辊:辛木:从上访到选举

来源:百度文库 编辑:九乡新闻网 时间:2024/05/06 17:36:43

   是先构建制度,还是先解决问题?

 

  这样命题的论述展开,可能需要更长的篇幅,更精确的推理和更严谨的论证,但发生在江西新余的访民参选人大代表事件,以更直接,也更具体的方式给出了上面的答案。

 

  在很大程度上,刘萍的出现颠覆了访民群体给我们的旧有印象,这个群体是社会变革中的牺牲者,他们背负了凄惨的人生遭遇,却与这个时代的色调格格不入,他们可以赢得偶尔的同情,却从未获得过真正的尊重,很多时候下,还被视作是正常秩序的搅扰者。

 

  一个尴尬的现实就这样摆在我们的面前,人们的基本权利没有过制度性的保障,使规范的利益表达和追求的渠道无法通畅,于是庇护与被庇护的裙带关系成为了这种功能的替代品,它需要一次次具体博弈的不断维持,扩展和充实,还带着强烈的排他与封闭性,让局外人眼红,也让局内人疲累。

 

  社会学者孙立平先生用“非制度化生存”的概念定义了现实生活的状态,它以社会权利的失衡为基础,以社会结构的断裂为表征,以人们不断的具体博弈(寻求庇护和被庇护的裙带关系的行为)为内容,这样的社会运作虽然实现了稳定的总体性目标和经济总量的持续增长,却造成了社会资源的大量浪费,社会矛盾的逐渐积累和社群文化的日益扭曲。

 

  很明显,具体的博弈成为了适时的生存策略和追求利益的现实渠道,它虽然不可能满足大多数人的要求,还常常以失败者的出现作为代价,但人们仍然相信忍耐的力量,在一个不断有人被甩出社会结构的时代里,这多少消解了心中的恐惧。

 

  与具体博弈相关的,是人们独善其身,远离制度化利益表达(即参与公共空间和公民政治)的心理。

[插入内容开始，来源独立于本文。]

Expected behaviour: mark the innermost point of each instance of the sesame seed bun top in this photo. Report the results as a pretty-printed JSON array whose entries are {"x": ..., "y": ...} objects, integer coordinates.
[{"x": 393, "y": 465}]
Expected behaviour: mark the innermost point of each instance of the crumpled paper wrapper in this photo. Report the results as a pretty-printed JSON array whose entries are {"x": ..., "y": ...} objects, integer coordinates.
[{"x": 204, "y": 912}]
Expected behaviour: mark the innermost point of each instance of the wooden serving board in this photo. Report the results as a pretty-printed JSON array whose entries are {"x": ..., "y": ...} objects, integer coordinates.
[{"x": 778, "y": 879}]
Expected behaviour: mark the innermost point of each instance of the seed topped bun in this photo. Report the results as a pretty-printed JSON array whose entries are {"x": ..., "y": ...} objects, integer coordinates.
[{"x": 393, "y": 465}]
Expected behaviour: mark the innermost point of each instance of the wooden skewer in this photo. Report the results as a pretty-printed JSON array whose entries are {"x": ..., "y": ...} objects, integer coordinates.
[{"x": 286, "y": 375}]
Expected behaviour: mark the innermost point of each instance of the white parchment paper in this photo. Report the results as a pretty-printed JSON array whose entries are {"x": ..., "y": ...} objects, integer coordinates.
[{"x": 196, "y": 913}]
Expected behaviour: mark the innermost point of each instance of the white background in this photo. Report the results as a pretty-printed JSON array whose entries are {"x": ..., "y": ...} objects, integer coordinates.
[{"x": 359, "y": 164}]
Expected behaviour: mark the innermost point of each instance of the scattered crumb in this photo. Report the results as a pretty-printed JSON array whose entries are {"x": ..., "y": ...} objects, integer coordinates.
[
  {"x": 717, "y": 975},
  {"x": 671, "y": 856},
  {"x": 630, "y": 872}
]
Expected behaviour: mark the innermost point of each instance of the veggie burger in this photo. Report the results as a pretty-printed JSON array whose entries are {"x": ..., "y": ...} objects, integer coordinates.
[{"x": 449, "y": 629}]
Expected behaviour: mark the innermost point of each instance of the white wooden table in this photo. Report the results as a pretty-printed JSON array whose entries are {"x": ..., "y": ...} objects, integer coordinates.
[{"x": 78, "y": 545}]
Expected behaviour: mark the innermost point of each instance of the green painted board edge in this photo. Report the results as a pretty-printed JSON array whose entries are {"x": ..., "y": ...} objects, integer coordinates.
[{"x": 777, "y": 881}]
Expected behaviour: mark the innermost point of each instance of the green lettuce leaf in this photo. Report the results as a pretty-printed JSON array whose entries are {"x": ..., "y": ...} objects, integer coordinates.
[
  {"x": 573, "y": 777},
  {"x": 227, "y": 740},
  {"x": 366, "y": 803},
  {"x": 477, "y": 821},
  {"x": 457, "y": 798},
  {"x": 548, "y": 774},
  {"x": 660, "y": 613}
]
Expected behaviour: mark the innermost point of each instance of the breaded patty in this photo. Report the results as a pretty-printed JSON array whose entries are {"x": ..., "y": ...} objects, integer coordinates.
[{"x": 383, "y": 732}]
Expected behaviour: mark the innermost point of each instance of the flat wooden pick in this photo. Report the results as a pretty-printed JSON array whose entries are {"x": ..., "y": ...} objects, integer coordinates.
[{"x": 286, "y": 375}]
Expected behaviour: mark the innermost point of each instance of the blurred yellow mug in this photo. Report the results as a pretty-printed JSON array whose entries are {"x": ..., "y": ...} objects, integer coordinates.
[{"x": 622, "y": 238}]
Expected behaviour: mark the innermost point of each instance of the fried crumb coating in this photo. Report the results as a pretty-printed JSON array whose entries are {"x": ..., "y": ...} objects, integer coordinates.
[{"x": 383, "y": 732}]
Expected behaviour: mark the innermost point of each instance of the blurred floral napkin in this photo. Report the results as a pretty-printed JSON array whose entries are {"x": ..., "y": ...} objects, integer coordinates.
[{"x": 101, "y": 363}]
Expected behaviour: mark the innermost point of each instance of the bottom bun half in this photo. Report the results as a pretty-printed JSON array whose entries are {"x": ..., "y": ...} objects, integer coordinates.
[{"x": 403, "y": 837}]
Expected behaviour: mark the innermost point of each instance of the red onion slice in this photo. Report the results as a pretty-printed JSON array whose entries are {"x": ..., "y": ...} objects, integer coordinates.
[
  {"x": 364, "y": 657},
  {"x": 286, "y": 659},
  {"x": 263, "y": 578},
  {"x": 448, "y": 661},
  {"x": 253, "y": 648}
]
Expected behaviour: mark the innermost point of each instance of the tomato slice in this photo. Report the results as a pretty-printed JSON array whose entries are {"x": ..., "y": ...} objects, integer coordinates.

诚然,好的生活在每个人眼中都有着不同的定义,但一个基本好的社会是这一切的前提,它也必然包括了言论自由,新闻自由,选举自由,集会自由等等的基本准则。它们的讨论和实现存在于公共,所涉及的内容又关联着个人。也许私人领域被公共空间所绑架的记忆还没有远去,公共意识的没落像是对过往经历的一次叛逆。

 

  曾经,公共意识作为一种强迫性的政治任务,带着集体主义和个人崇拜的强烈色彩,被权力以各种各样的方式在人群中灌输。那个逻辑错乱的年代里,公共空间因为私人利益的需要而产生并为之服务的常识之谈,转而变成了“牺牲一切自我,服务国家一切”的偏执。人们在公共空间的表达变成了精心策划的表演,它与切身的利益无关,与公众的事务无关,充斥着权力膜拜与权力审美的结合。个人的情感被强加上政治的意义或者被替换成某种规定的情绪,也让理智看起来无关紧要。

 

  遗憾的是,我们刻意模糊了这段沉重的经历,对它的描述与回忆,不仅欠缺深入的思考,还忽略了事实本身的还原。我们主动或被迫的把目光投向更远的方向,然后只是在缤纷的秩序中迫切找寻着自我的物质生存。

 

  由此,一个社会的悖论开始产生。人们越是拒绝公共空间的参与,拒绝为集体的共同目标而付出个人努力,反而越是难以保证自身利益的追求和表达。其实上访本身,就是一次出于自身利益伤害而做出的具体博弈,其行为的逻辑表达的是对更高权力庇护的期望,而不是改变权利安排的努力。访民们一厢情愿的企盼更高权力的介入,却因此受到了更大的伤害。

 

  从上访到选举,不仅仅是行为意义上的转变,更重要的,它提供了解决问题的另一种方案。很有可能,还会是一个更加有效,也更接近问题本质的方案。当自身利益的追求和表达渠道处在非制度化的条件中时,是先构建制度,还是一味的靠具体的博弈来解决问题,我想于公于私,答案都已经不言而明。

 

  时代是个局,我们在时代的边上看着局里的财散财聚,是跪下来入局,还是站起身布局,这样的选择决定了我们的未来。